三匹の悪魔と従者たち
第9章 地上の月
「なにがだ? ゴウキお前、最近おかしかないか。 やたらうわの空になったり、夜の方も……少ないし」
毎日顔を合わせているゾフィーには、彼のそんな変化には敏感だった。
そもそも、ゴウキが分かりやすく顔に出る性格だというのもある。
「別にそればかりじゃねぇよ。 ホラ手貸せ」
「ん?」
「そんなカッコしてる時に綱渡りしてんじゃねえ。 落ちたら服が汚れるぞ」
バルコニーの柵に登って、器用にひょいひょいと歩いている彼女に向かってゴウキが手を伸ばし、「服の心配か? ここは四階なんだがな」苦笑した彼女がドレスの裾を捲り上げ、軽やかに室内側の地面に降り立った。
「それにしても、なんで今晩は私だけが呼ばれたんだろうな?」
あらわになった形の良い脚を隠そうと、ゴウキが彼女を周りの視線から守るために慌てて壁になったが、ゾフィーはそんな彼を不思議そうに見上げた。

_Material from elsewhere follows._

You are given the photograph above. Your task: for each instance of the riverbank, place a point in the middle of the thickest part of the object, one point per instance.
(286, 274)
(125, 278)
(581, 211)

「……ったく。 とりあえず戻ろうぜ。 身内の俺は別としても、ドワーフの集まりにいかつい魔族の用心棒が親父を囲んでたら、向こうが萎縮するだろうが」
「そうか……ふふ。 私のこんな身でも、役に立つことはあるんだな」
嬉しげな様子で彼に先立って戻っていく、そんなゾフィーを複雑な気分で見守りながら、あとをついていくゴウキであった。